What:  In the context of the United Nations Economic and Social Council (ECOSOC) 2010 and the International Year for the Rapprochement of Cultures, the television debate will address an important nexus in today’s human development: international development cooperation, cultural literacy and the ultimate goal of empowering women and achieving gender equality. Speakers will address 4 positions:

  • Advancing human rights and gender equality cannot be achieved without linking women's empowerment and culture as a systematic and deliberate developmental approach;
  • Culture is integral to inclusive, equitable communities and societies as it provides an environment conducive to gender equality and sustainable development;
  • Engaging with ‘culture’ risks relativizing human rights abuses, particularly harmful practices and attitudes towards women, and can be a serious drawback to human development; and
  • Presenting an academic reading of the competing perspectives on culture and development.

When: Wednesday, 30 June  2010, 4 p.m. – 4:45p.m. **Seating is limited, please arrive early!

Where:  Dag Hammarskjold Auditorium, United Nations Headquarters

For media queries please contact:
Paul Simon, DESA (Tel: 917 367 5027, e-mail: simonp@un.org)
Newton Kanhema, DPI (Tel: 212 963 5602; e-mail: kanhema@un.org)
Abubakar Dungus, UNFPA (Tel: 212 297 5031, e-mail: dungus@unfpa.org)
Suzanne Bilello, UNESCO (Tel: 212 963 4386, e-mail: bilello@un.org)  

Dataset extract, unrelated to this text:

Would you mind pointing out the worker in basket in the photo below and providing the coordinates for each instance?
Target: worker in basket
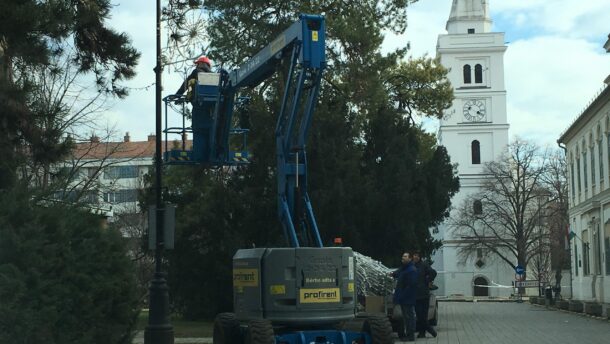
(202, 65)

ABOUT THIS EVENT:  The recent 2009 Millennium Development Goals (MDGs) Report stressed that MDG 3 - promoting gender equality and empowerment of women - needed critical attention. Culture, which determines social norms, plays a significant role in how societies perceive women’s roles and place in development, and leads to gender stereotypes that affect the pace at which countries will achieve gender equality and the empowerment of women. Firmly fixed traditions can sustain gender inequalities and gender-based violence is validated and sustained through social norms. However, it is far from simple to address gender inequality and, as illustrated in the 2008 State of the World Population Report, if “international development agencies ignore or marginalize culture, it is at their peril”. Given the urgent need for international development cooperation, cultural literacy and the ultimate goal of empowering women and achieving gender equality, a discussion on the relationship between these themes is warranted.